It sounds too good to be true, and perhaps it is. Still, it probably does the jaded computer user good to hear of some promising developments in the global effort to fight spam.
The latest development comes from none other than Bill Gates, leader of Microsoft
His solutions revolve around the identification of the sender, which might be accomplished in many ways. Several being worked on include (a) requiring email senders to solve a puzzle that only a human could solve, (b) requiring the sending computer to solve a computational problem before sending an email (a task that would be easy for a few emails but too problematic for spammers who send mass-mailings), and (c) having recipients be able to charge spammers money.
He's guessing that the last solution might be the most promising. The charges levied against the sender would be set by the recipient. So, if you receive an unexpected email from an unfamiliar address and it turns out to be a long-lost friend, you'd presumably charge nothing.

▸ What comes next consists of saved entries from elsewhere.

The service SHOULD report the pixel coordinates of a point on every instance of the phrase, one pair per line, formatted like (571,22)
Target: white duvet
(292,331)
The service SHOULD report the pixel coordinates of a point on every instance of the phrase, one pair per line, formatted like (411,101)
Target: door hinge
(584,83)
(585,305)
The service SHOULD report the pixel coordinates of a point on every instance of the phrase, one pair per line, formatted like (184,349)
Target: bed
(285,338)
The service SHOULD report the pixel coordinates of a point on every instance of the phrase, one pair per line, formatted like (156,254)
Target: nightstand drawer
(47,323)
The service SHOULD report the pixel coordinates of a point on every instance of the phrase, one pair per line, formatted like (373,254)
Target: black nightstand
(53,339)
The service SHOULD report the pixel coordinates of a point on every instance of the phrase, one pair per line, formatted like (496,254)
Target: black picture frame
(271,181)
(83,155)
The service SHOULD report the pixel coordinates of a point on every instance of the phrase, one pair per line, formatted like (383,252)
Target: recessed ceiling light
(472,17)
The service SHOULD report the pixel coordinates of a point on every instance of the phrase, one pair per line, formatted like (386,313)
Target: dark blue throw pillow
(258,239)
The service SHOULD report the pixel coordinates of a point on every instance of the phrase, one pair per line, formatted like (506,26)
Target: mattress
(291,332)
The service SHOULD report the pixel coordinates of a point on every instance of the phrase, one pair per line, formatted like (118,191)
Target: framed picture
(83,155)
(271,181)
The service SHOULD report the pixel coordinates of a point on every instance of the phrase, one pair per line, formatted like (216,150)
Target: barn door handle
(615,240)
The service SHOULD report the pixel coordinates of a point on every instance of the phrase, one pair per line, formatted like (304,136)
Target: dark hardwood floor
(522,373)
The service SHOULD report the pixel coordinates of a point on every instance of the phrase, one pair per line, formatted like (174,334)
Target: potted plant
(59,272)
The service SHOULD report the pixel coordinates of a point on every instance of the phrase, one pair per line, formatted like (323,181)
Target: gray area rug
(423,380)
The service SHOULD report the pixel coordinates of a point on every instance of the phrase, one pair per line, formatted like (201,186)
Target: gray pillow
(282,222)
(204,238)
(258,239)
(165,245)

But if the strange email is exhorting you to save millions by enlarging your barnyard animals with inkjet cartridges, you can demand a little money. The idea is that masses of unhappy spam recipients would soon bankrupt spammers -- or would simply make spamming an unattractive endeavor.
Of course, those who fret about Microsoft's ubiquity and power might wonder whether this silver bullet will only be available to users of Microsoft Windows or to those who purchase certain software.
Still, spam costs more than the headaches it gives us, and any solution is worth exploring. According to some estimates, we're spending some $10 billion annually trying to fight it, and we're losing. According to another study, fighting spam costs companies around $170 per employee (spam cost calculator). Some studies estimate that the percentage of email that's spam is between 40% and 50% and may rise to 70% this year.